In effect, the IRS’s position is that the loan isn’t a bona fide loan but rather a gift. A critical determinant appears to be whether there was a reasonable expectation of repayment of the loan at the time it was made.2
Reminiscent of the celebrated Karmazin settlement of more than a decade ago (which is generally regarded as having been a huge taxpayer victory against a similar IRS attack on a sale to a grantor trust that was funded with a promissory note),3 this case reinvigorates the age-old question of whether using a grantor retained annuity trust (GRAT) may be a safer technique than a sale to a grantor trust funded with a promissory note, all other things being equal. The consensus that seemed to emerge at Heckerling is that practitioners should advise clients who are now considering sales to grantor trusts funded with promissory notes that this case is out there and that GRATs are clearly safer than sales to grantor trusts (although sales to grantor trusts can be very effective).
A frequently expressed sentiment concerning Woelbing is that the IRS examiners— understaffed and running out of time on the statute of limitations—are throwing in the “kitchen sink,” and this is one of their throw-in arguments. That being said, it would appear that the safer course in promissory note sales is to require that the note be secured with collateral (including via a pledge agreement) to rebut a potential IRS argument that there was no reasonable expectation of repayment at the time of the sale.

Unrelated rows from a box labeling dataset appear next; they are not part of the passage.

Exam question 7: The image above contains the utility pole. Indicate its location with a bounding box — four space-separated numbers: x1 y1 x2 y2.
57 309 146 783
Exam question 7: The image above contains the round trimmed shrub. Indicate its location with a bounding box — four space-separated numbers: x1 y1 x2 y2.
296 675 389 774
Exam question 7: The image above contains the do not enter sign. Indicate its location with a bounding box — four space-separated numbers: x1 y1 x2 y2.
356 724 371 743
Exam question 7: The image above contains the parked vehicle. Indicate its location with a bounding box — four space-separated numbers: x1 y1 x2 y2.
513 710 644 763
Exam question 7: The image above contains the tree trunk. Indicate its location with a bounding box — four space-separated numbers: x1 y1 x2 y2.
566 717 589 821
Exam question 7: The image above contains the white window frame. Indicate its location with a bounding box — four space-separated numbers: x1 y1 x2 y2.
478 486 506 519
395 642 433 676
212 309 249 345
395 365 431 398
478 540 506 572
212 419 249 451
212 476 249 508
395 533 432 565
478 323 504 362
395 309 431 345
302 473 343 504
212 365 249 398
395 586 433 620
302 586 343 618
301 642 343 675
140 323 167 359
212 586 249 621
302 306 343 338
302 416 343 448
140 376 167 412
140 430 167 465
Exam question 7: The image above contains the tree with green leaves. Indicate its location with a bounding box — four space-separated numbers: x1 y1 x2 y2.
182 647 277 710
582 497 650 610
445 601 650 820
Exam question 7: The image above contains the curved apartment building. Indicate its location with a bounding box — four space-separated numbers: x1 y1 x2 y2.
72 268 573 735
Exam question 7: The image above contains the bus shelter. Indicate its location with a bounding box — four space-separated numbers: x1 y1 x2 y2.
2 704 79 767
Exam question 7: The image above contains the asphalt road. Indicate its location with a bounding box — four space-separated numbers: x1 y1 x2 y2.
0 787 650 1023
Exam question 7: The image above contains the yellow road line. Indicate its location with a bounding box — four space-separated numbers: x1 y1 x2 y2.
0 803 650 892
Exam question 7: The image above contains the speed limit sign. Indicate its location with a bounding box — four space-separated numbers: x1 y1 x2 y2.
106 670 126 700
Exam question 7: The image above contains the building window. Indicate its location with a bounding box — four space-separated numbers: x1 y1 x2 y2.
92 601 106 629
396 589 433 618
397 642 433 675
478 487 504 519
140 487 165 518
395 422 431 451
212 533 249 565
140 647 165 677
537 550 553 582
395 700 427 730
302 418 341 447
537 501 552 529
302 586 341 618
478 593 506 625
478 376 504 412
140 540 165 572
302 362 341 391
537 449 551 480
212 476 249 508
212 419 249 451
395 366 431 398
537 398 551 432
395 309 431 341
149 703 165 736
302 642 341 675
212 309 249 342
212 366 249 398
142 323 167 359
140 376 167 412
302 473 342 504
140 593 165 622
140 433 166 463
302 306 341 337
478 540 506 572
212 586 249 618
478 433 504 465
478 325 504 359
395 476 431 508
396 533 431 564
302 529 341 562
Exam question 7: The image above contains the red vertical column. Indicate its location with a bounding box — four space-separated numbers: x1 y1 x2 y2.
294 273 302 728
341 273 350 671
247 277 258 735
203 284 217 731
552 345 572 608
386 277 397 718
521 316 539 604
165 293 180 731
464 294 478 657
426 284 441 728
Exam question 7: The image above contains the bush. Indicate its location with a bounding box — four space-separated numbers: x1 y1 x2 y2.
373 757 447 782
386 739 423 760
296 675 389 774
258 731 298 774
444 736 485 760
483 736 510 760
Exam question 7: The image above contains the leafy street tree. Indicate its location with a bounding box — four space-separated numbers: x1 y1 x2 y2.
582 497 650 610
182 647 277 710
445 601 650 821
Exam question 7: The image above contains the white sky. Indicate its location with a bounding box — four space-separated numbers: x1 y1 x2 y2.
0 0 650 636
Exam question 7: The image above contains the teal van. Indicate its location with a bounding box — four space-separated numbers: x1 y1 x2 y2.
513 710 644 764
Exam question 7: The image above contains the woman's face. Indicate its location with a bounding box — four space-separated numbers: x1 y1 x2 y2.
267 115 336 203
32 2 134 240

- Estate of Donald Woelbing v. Commissioner, Docket No. 30261-13; Estate of Marion Woelbing v. Comm’r, Docket No. 30260-13.
- A related question that the Internal Revenue Service has apparently asserted in other audits is whether the promissory note is worth its face value, even if the interest rate on the promissory note is at the applicable federal rate in effect under Internal Revenue Code Section 1274(d).
- In Karmizin, Tax Court Docket No. 2127-03, in addition to contending that the sale to the trust was a retained interest that didn’t satisfy the qualified interest rules under IRC Section 2702 (and therefore worth zero for gift tax purposes), the IRS treated the promissory note as a second class of equity that didn’t satisfy the requirements of IRC Section 2701 (and therefore worth zero on that basis as well). It doesn’t appear that the Section 2701 argument has been asserted by the IRS in Woelbing.